The obvious way to turn a global definition into a local one is to make it a function:
(defn get-primes
[]
(cons 2
(->> (iterate (fn [i] (+ 2 i)) 3)
(remove (fn [n]
(->> (get-primes)
(take-while (fn [p] (<= (* p p) n)))
(some (fn [d] (zero? (rem n d))))))))))
but that does not work quite as well as one might hope:
t.core=> (time (nth primes 100000))
"Elapsed time: 4194.706208 msecs"
1299721
t.core=> (time (nth (get-primes) 100000))
"Elapsed time: 326617.420766 msecs"
1299721
t.core=>
Yes, you're reading that right: we went from ~4s to ~5.5 minutes.
The problem here is that, by changing from a recursive value to a recursive function, recursive calls are now computing everything again.
I can think of a couple ways to tie that knot properly.

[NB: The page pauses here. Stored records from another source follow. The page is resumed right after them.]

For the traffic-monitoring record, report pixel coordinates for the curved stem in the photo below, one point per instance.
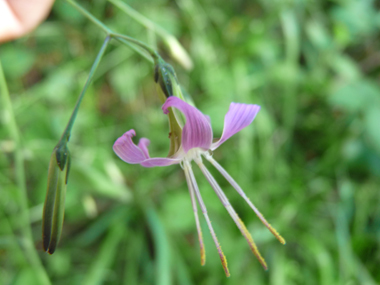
(151, 51)
(119, 37)
(66, 133)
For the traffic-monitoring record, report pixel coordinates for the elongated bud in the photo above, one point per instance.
(167, 85)
(54, 207)
(178, 52)
(165, 77)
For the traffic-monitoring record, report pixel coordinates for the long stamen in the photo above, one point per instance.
(241, 192)
(193, 187)
(219, 192)
(195, 210)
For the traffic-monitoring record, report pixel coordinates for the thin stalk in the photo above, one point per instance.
(28, 242)
(151, 51)
(139, 18)
(89, 16)
(121, 38)
(66, 133)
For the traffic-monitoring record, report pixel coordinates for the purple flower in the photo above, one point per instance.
(197, 141)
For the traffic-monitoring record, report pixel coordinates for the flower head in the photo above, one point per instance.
(197, 142)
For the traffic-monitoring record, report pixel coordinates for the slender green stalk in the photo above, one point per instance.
(121, 38)
(151, 51)
(176, 49)
(89, 16)
(66, 134)
(139, 18)
(28, 244)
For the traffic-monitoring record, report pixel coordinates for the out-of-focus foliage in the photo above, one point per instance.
(310, 161)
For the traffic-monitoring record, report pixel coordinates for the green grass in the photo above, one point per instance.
(310, 161)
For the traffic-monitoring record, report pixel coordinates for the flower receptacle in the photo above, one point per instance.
(54, 207)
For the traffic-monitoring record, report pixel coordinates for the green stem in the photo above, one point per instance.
(28, 244)
(151, 51)
(138, 17)
(121, 38)
(66, 134)
(89, 16)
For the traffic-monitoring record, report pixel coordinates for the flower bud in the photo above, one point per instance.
(178, 52)
(54, 207)
(165, 77)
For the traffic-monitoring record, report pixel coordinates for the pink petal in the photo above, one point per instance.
(197, 131)
(133, 154)
(237, 118)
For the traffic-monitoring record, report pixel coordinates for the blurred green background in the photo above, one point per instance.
(310, 161)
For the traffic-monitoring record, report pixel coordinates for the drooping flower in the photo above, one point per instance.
(197, 141)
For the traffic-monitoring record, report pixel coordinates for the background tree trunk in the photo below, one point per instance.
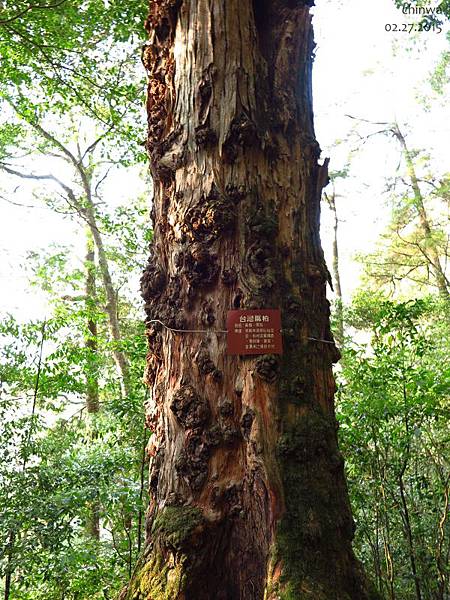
(248, 496)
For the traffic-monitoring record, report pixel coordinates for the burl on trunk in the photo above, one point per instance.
(248, 496)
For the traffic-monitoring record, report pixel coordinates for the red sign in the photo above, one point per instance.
(254, 331)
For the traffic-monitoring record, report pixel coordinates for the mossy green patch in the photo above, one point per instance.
(176, 523)
(156, 580)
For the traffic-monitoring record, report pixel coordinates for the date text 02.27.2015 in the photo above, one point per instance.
(413, 27)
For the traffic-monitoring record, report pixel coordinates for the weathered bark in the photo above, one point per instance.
(331, 201)
(248, 496)
(92, 398)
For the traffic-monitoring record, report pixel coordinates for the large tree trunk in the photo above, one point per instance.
(248, 496)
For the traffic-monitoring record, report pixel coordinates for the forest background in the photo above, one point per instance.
(74, 203)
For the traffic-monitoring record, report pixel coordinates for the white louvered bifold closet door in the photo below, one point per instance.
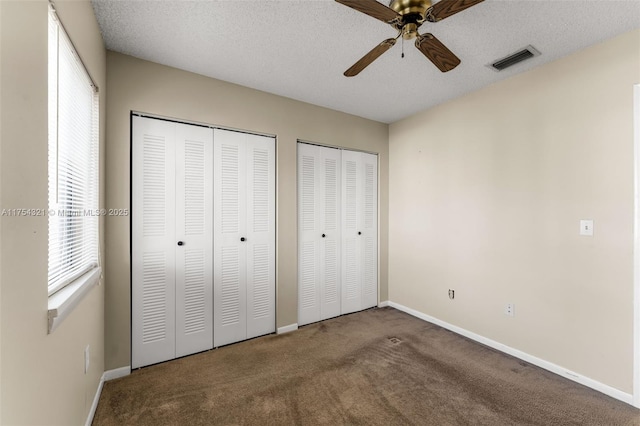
(172, 240)
(153, 242)
(359, 231)
(244, 225)
(194, 229)
(319, 289)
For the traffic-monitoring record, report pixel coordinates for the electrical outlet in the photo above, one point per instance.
(510, 309)
(87, 357)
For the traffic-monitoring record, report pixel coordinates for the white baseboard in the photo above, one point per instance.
(288, 328)
(117, 373)
(561, 371)
(106, 376)
(96, 399)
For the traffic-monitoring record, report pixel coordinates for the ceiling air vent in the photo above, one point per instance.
(514, 58)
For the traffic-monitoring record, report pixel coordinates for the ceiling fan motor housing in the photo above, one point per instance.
(413, 14)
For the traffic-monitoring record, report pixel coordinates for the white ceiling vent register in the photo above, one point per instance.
(514, 58)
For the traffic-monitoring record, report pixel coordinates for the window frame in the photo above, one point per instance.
(73, 173)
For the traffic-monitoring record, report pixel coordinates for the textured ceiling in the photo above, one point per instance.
(300, 48)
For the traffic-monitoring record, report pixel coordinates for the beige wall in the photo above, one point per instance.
(42, 378)
(147, 87)
(486, 194)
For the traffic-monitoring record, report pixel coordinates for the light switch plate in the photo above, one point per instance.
(586, 227)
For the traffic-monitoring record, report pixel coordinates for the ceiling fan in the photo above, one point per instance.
(407, 16)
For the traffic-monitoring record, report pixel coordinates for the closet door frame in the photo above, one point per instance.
(364, 296)
(240, 290)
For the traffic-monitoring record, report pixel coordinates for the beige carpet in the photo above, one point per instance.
(379, 366)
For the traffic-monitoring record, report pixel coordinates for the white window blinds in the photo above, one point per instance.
(73, 163)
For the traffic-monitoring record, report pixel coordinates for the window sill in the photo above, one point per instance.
(62, 302)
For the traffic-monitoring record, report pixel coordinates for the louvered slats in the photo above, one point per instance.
(244, 252)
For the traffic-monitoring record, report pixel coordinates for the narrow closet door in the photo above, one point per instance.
(260, 235)
(309, 269)
(360, 231)
(153, 242)
(330, 242)
(369, 226)
(318, 233)
(230, 292)
(194, 239)
(351, 231)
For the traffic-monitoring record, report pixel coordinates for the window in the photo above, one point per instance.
(73, 165)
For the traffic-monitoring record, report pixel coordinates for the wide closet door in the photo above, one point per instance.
(319, 233)
(337, 232)
(172, 179)
(244, 247)
(359, 231)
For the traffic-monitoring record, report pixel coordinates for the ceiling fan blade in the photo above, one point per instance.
(437, 52)
(373, 9)
(370, 57)
(445, 8)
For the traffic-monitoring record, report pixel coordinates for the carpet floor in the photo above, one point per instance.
(376, 367)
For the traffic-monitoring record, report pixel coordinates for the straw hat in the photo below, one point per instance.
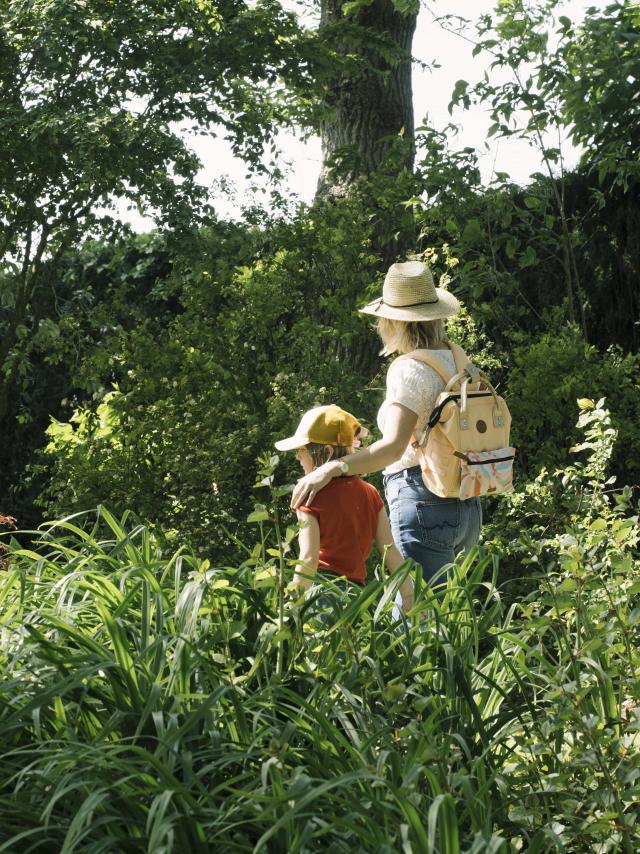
(409, 294)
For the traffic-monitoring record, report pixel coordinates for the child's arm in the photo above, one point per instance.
(309, 543)
(392, 557)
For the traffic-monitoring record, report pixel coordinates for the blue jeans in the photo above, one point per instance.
(427, 528)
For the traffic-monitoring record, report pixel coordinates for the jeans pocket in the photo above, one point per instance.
(440, 522)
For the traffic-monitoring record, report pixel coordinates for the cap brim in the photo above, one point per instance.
(291, 444)
(446, 306)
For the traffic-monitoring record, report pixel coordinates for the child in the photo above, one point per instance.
(346, 516)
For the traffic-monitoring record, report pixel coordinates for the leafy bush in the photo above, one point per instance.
(546, 378)
(201, 706)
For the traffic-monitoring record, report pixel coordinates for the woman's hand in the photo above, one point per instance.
(310, 485)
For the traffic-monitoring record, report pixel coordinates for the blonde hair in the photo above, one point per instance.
(403, 336)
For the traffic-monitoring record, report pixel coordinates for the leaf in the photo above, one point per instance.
(528, 259)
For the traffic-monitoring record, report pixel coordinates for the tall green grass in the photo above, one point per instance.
(158, 703)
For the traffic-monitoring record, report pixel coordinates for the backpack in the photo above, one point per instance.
(464, 449)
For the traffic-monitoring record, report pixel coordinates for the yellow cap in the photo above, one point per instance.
(325, 425)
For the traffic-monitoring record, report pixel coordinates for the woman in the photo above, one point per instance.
(427, 528)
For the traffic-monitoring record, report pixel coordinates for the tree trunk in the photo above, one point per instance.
(370, 100)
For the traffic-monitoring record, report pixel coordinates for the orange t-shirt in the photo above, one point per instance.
(347, 513)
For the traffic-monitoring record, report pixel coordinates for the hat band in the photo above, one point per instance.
(406, 305)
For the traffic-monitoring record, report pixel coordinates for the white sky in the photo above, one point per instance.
(431, 93)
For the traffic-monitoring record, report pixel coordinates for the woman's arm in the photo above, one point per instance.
(392, 557)
(309, 543)
(399, 424)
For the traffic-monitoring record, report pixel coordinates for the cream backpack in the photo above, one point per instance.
(464, 449)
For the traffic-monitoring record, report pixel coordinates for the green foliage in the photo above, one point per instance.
(545, 379)
(92, 96)
(201, 391)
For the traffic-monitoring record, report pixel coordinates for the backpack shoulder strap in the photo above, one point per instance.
(433, 362)
(459, 357)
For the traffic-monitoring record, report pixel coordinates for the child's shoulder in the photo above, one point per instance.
(354, 484)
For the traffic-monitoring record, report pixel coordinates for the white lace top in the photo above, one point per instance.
(416, 386)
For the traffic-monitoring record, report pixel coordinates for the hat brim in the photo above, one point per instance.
(446, 306)
(291, 444)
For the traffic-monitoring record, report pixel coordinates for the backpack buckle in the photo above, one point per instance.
(473, 371)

One would be to use memoize:
(def get-primes-memo
(let [h (fn [p]
(cons 2
(->> (iterate (fn [i] (+ 2 i)) 3)
(remove (fn [n]
(->> (p)
(take-while (fn [p] (<= (* p p) n)))
(some #(zero? (rem n %)))))))))]
(fn [] (h (memoize get-primes-memo)))))
By memoizing the function we pass to h
, we ensure that it keeps returning the
same lazy seq we're working on. This works as expected, giving us back our ~4s
performance, and allowing the memory to be reclaimed.
Memoizing a no-argument function looks a bit weird, though. Another way to
solve this is through a promise
that we immediately deliver, using it only
for the ability to separate its declaration from its definition as a way to
work around the non-recursive semantics of let
:
(defn get-primes-promise
[]
(let [p (promise)]
(deliver
p
(cons 2
(->> (iterate (fn [i] (+ 2 i)) 3)
(remove (fn [n]
(->> @p
(take-while (fn [p] (<= (* p p) n)))
(some (fn [d] (zero? (rem n d))))))))))
@p))
which I think is a bit clearer than the memoize
approach.
Conclusion
The Clojure promise is a very simple tool, with an API of only four functions. It's a bit of a niche tool, especially since the introduction of core.async, but it can still be used effectively in some instances and thus I think it's worth knowing about.